DIESEL-BAROMETER

Verbraucherbefragung Oktober 2017

Laut KBA wurden von Januar bis September 2017 knapp 179 Tsd. mehr neue Benziner und 159 Tsd. weniger neue Diesel zugelassen als im Vorjahreszeitraum. Der Gebraucht­wagenmarkt zeigt 16 Tsd. weniger Benziner und 68 Tsd. weniger Diesel-Pkw. Insgesamt wurden 2017 bislang 2,6 Mio. Pkw neu zugelassen, die Besitzumschreibungen liegen bei 5,5 Mio. Einheiten. Die Diesel-Diskussion führt bei den privaten Autokaufplanern dazu, dass ca. 30% ihren Kauf hinauszögern. Die Bereitschaft, sich einen Diesel-Pkw zuzulegen, liegt derzeit nur bei 14%. Sollten die Fahrverbote vom Tisch sein, würde sich diese Bereitschaft auf 33% mehr als verdoppeln. Weiterhin hoch in der Gunst der Endverbraucher liegen Benzin- (59%) und Hybrid-Pkw (22%). 30% der Befragten, die aktuell einen Diesel besitzen, möchten sich von diesem Pkw trennen. Erstmals wurden Dieselfahrer gefragt, ob sie sich an einer technischen Nachrüstung finanziell beteiligen würden. Dies bejahten 46%. Hauptgrund ist das Umgehen von Fahrverboten, dicht gefolgt vom Wunsch, das „liebgewonnene Auto“ behalten zu können.
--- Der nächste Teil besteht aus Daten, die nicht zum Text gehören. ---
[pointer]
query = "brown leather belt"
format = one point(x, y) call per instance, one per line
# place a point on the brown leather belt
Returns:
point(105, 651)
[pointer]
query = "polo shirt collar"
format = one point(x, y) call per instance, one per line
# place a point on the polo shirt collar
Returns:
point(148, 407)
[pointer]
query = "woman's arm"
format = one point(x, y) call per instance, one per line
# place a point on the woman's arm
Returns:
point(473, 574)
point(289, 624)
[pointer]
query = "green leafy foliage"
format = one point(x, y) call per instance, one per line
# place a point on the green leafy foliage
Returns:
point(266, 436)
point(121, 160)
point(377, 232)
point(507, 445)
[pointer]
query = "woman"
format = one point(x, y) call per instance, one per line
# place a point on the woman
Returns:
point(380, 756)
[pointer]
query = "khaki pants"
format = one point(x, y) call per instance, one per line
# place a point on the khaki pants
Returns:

Der Werterhalt war weniger wichtig. Bei den Wertverläufen geht die Schere zwischen Benzin (+0,2%-Punkte) und Diesel (-0,1%-Punkte) weiter auseinander, bei den Standzeiten zeigt sich eine minimale Entspannung. Nach wie vor sehen 2/3 der Endverbraucher die Zukunft des Diesels mit Skepsis.

FAZIT MONAT OKTOBER

Ohne Fahrverbote würden die Dieselkäufe deutlich ansteigen. Auch die hohe Bereitschaft, sich an Umrüstlösungen zu beteiligen, spricht für das Fortbestehen dieser Technologie.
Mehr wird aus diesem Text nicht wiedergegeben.